De um autor tolera-se tudo…
De um autor tolera-se tudo, salvo a desonestidade. Falhar neste ponto é anular tudo quanto se produz. Como leitores, a mera sensação de que há numa obra intenções camufladas e que estamos a ser enganados é motivo suficiente para que a atiremos para longe; afinal, como fazer de bom grado papel de palhaço? Se não podemos, salvaguardados pela sinceridade do autor, dar-lhe o crédito necessário para uma leitura proveitosa, o melhor é abandoná-lo. Há, decerto, uma infinidade de outros autores que cumprem este requisito e têm muito a nos ensinar.
Cotejar o noticiário com os livros de história…
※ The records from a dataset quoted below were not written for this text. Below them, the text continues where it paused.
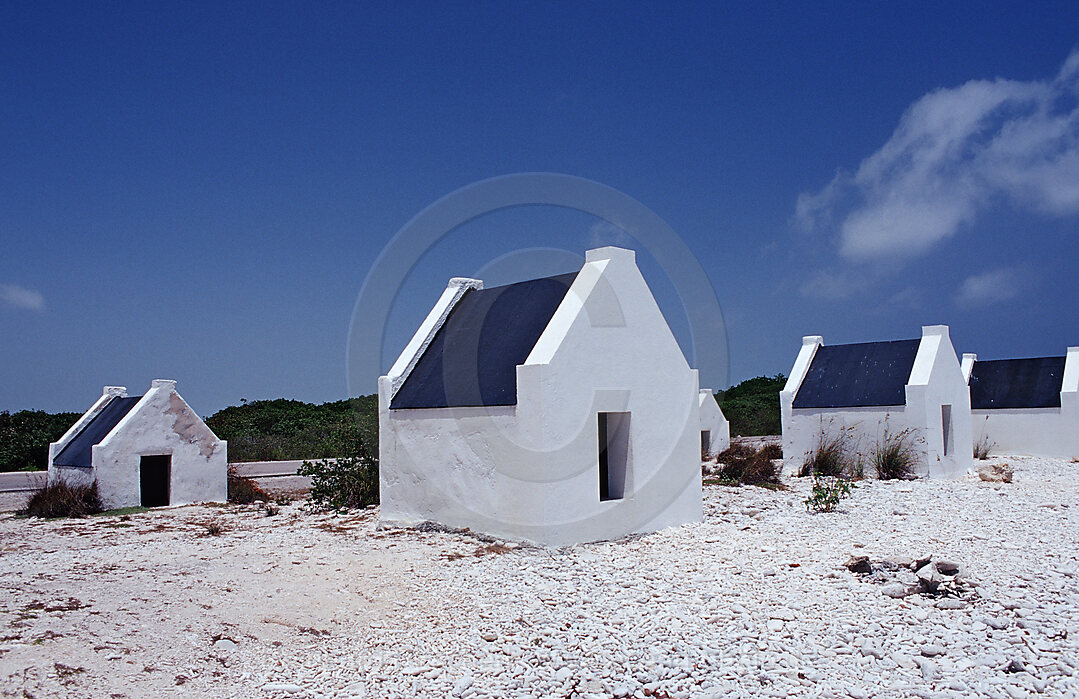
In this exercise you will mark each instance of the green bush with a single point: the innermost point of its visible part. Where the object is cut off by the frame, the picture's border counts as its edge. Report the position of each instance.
(752, 407)
(281, 429)
(243, 490)
(827, 493)
(342, 483)
(25, 437)
(62, 499)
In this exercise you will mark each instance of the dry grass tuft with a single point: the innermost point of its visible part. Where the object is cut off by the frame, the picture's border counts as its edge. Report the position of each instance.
(62, 499)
Cotejar o noticiário com os livros de história é algo extremamente educativo, por demonstrar absolutamente infundada essa sensação de premência, de que algo determinante está sempre a se passar. Quão pouco sobra destas ninharias! E nem é preciso valer-se da história: abrimos jornais de outros países, e verificamos a mesma inclinação, talvez demandada pelo marketing, de apresentar tudo como importante, enquanto nós, cá no fim do mundo, sequer conhecemos o grosso dos atores pintados como relevantíssimos. É, quase tudo, exagerado, quando o que realmente importa não se encontra em jornal nenhum.
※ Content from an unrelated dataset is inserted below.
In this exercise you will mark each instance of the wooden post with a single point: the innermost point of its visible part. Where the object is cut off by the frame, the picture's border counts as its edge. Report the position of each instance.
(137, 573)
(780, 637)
Nelson Rodrigues gostava de repetir…
Nelson Rodrigues gostava de repetir que só um gênio seria capaz de tirar a inteligência brasileira do tédio. E enquanto viveu, percebe-se hoje, havia no Brasil uma inteligência passível de ser chacoalhada. Dir-se-ia, até, de que necessitava menos que um gênio para se movimentar. De lá para cá as obras perderam, se não força, efetividade. E para não repisar a ociosa crítica à inteligência inerte, o que salta aos olhos é a ausência de entusiasmo intelectual. Que há obras, que há autores, tem de os haver. Mas tornou-se dificílimo encontrá-los, quer pelo desinteresse generalizado, quer pelo falso interesse promovido sobre algumas obras. O resultado é haver barreiras e barreiras prejudicando o contato entre o autor e possíveis leitores. Estes, parece, ainda que tentassem encontrar o gênio, se renderiam aos obstáculos da procura.